Cas clinique

Reconnaîtrez-vous cette patiente ?

Par
Pr Serge Halimi -
Publié le 16/09/2019

Un diabète peut en cacher un autre. Ce cas d’une personne célèbre montre l’intérêt de savoir remettre en cause un diagnostic.

Crédit photo : PHANIE

Mme Theresa X… est âgée de 56 ans, nous sommes en 2012 et cette femme sans antécédents notables, sans surpoids manifeste (IMC <25 kg/m2) a tendance à perdre du poids. Quelques temps après, on rapproche ce constat à un syndrome polyuro-polydipsique, qu'elle présente maintenant plus franchement. Rapidement, après avoir exclu d'autres causes, la mesure de la glycémie confirme les suspicions et le diagnostic de diabète est posé.

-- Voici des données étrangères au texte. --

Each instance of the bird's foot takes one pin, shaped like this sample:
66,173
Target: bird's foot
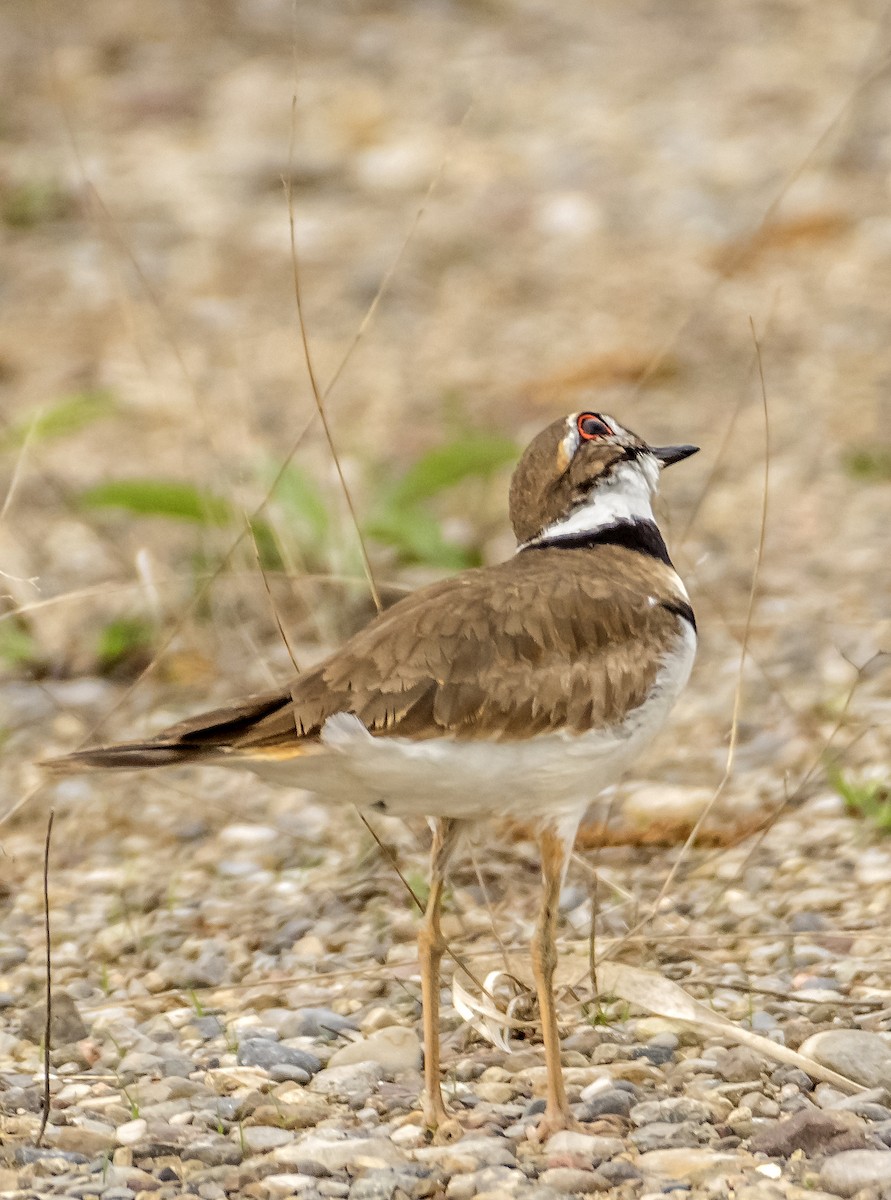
437,1119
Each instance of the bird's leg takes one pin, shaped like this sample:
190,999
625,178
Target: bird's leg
555,847
431,946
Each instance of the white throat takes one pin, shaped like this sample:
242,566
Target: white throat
625,496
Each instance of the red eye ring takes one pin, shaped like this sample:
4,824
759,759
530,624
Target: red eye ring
592,425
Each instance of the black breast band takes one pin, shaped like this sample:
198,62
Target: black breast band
641,537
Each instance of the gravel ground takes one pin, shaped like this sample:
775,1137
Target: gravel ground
235,990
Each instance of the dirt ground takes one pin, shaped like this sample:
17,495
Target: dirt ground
521,208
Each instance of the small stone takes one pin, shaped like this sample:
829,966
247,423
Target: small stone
495,1093
287,1185
740,1065
674,1109
848,1173
408,1137
139,1063
812,1131
859,1055
611,1102
338,1153
568,1180
350,1080
395,1049
285,1073
670,1135
308,1023
66,1025
619,1170
213,1151
267,1054
468,1155
131,1132
591,1146
689,1165
82,1141
261,1139
486,1180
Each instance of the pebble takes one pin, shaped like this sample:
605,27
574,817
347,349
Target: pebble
591,1146
351,1080
467,1155
267,1054
308,1023
261,1139
488,1179
66,1025
569,1180
859,1055
675,1109
670,1135
131,1132
280,1186
610,1103
395,1049
334,1152
848,1173
812,1131
82,1140
691,1165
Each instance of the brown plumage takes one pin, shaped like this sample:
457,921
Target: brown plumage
550,640
516,691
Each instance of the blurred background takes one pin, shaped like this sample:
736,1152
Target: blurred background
502,211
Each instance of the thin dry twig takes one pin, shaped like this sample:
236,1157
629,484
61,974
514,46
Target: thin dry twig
48,1023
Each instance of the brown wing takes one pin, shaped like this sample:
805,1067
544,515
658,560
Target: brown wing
545,641
549,640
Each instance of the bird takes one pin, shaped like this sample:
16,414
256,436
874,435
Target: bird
515,691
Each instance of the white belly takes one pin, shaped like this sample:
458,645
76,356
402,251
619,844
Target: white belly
546,777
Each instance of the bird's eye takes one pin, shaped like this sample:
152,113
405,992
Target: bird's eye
592,426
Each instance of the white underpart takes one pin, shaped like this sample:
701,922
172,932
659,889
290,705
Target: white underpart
546,780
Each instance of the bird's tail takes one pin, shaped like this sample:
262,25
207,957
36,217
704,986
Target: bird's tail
209,737
131,756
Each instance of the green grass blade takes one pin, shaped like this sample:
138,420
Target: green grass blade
472,456
69,415
160,498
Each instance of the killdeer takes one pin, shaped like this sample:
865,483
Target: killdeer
512,691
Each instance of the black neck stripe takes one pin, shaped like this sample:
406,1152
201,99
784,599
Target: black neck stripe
641,537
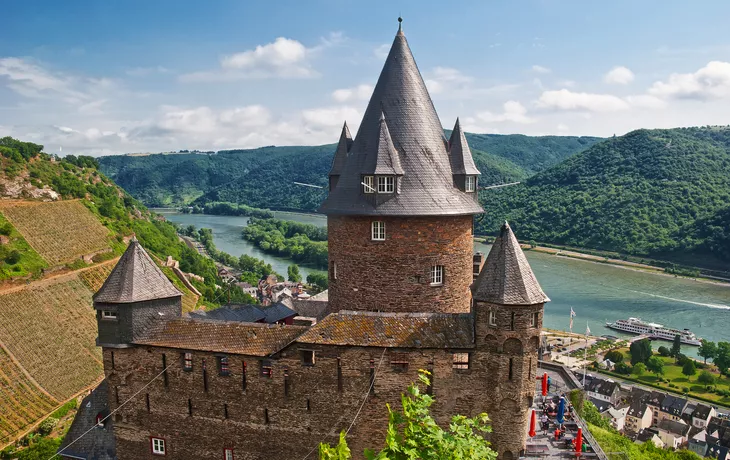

Compte-tenu du tableau, de l'absence d'hyperglycémie majeure et principalement de l'âge, le diabète est qualifié de type 2 (DT2) et on entreprend sa prise en charge : mesures hygiénodiététiques et activité physique sont mis en place, sans aucun bénéfice sur les glycémies. Ensuite, comme les recommandations l'indiquent, sont entrepris des antidiabétiques oraux : metformine, puis bithérapie avec sulfamides hypoglycémiants puis trithérapie orales. L'ensemble de l'arsenal thérapeutique disponible sera essayé, une escalade habituelle mais sur un temps inhabituellement court, sans succès durable. En particulier, les effets bénéfiques des sulfamides hypoglycémiants ont été réels, mais ils se sont épuisés en moins de deux années.

Une reclassification du diabète

La catégorisation du diabète, en DT2, est alors reconsidérée et on envisage maintenant le diagnostic de diabète de type 1 lent de l'adulte (ou Lada pour latent autoimmune diabetes in adults), à partir de la clinique et de l'échec rapide de toutes les stratégies thérapeutiques mises en place. Pour confirmation, le dosage des anticorps anti-GAD a été réalisé, révélant une concentration supérieure à 180 UI/ml.

Le traitement confirme la reclassification, puisque la patiente a été mise sous insuline avec cette fois des effets glycémiques immédiats, puis passée progressivement à 4 injections quotidiennes.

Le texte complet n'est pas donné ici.